Original Articles

Susceptibility of maize hybrids to grey leaf spot under two tillage systems in South Africa

Published in: South African Journal of Plant and Soil
Volume 14, issue 4, 1997 , pages: 169–176
DOI: 10.1080/02571862.1997.10635103
Author(s): J., M.J. Ward, South Africa, D.C. Nowell, South Africa, M.D. LaingDepartment of Plant Pathology, South Africa, M.I. Whitwell, South Africa


Grey leaf spot (Cercospora zeae-maydis Tehon and E.Y. Daniels) has seriously decreased the yields of maize in KwaZulu-Natal, South Africa, and has been identified in neighbouring provinces and countries. Since no commercially grown hybrids have been identified to be resistant to the disease, a study was initiated to assess the susceptibility of hybrids to the pathogen. The objective of the study was to identify high-yielding hybrids that were least susceptible to grey leaf spot, and to identify hybrids best suited to stubble and conventionally ploughed tillage systems. Linear regression of relative yield against relative disease severity identified high-yielding maize hybrids, including PAN 6480, that were least susceptible, SNK 2888, was tolerant, whilst PAN 6528 was most susceptible to disease. The susceptibility of hybrids to grey leaf spot was affected similarly by stubble and conventional tillage practices over the seasons of the study.
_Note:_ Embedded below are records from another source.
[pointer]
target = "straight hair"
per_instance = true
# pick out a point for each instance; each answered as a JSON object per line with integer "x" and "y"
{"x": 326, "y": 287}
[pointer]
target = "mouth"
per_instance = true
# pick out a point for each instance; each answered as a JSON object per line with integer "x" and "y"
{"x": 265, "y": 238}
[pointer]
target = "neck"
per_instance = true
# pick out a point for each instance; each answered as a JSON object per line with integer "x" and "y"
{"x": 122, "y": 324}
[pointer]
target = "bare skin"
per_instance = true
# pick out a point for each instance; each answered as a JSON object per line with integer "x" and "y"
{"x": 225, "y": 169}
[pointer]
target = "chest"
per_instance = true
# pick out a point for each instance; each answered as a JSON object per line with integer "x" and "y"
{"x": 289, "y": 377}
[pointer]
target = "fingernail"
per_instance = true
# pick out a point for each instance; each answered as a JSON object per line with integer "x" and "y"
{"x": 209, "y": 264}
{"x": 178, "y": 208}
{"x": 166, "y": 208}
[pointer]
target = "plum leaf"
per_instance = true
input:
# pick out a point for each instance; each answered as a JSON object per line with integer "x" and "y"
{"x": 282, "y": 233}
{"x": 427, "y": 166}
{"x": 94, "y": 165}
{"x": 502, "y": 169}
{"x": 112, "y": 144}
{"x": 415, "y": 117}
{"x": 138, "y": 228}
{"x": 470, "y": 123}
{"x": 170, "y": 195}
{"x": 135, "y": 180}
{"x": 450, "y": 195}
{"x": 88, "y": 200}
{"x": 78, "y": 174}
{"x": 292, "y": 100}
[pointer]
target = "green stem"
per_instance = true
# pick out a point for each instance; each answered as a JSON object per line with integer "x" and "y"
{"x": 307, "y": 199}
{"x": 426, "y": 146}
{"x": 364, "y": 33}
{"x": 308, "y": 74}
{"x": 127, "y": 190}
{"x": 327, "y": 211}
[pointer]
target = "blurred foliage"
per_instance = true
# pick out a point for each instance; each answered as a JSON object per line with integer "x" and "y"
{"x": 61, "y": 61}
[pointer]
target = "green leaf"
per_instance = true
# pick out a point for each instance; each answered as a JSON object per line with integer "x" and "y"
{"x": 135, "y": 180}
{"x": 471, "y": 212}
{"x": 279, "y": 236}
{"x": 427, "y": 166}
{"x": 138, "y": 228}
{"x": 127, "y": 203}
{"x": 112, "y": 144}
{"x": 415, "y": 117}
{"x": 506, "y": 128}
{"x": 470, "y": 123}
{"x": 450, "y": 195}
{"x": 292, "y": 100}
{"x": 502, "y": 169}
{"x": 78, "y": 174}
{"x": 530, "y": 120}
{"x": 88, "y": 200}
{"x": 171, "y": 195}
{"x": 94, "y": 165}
In the 1993/94 season with adequate rainfall and favourable for the disease, there were no differences in the time to onset of disease, and there were no differences in yield between tillage practices. In spite of earlier onset of disease on stubble tillage in the dry season of 1992/93, unfavourable for disease, the yield of the stubble treatments was higher than conventional tillage. The results indicate that the beneficial practice of stubble tillage may be used in areas where grey leaf spot is epidemic in KwaZulu-Natal.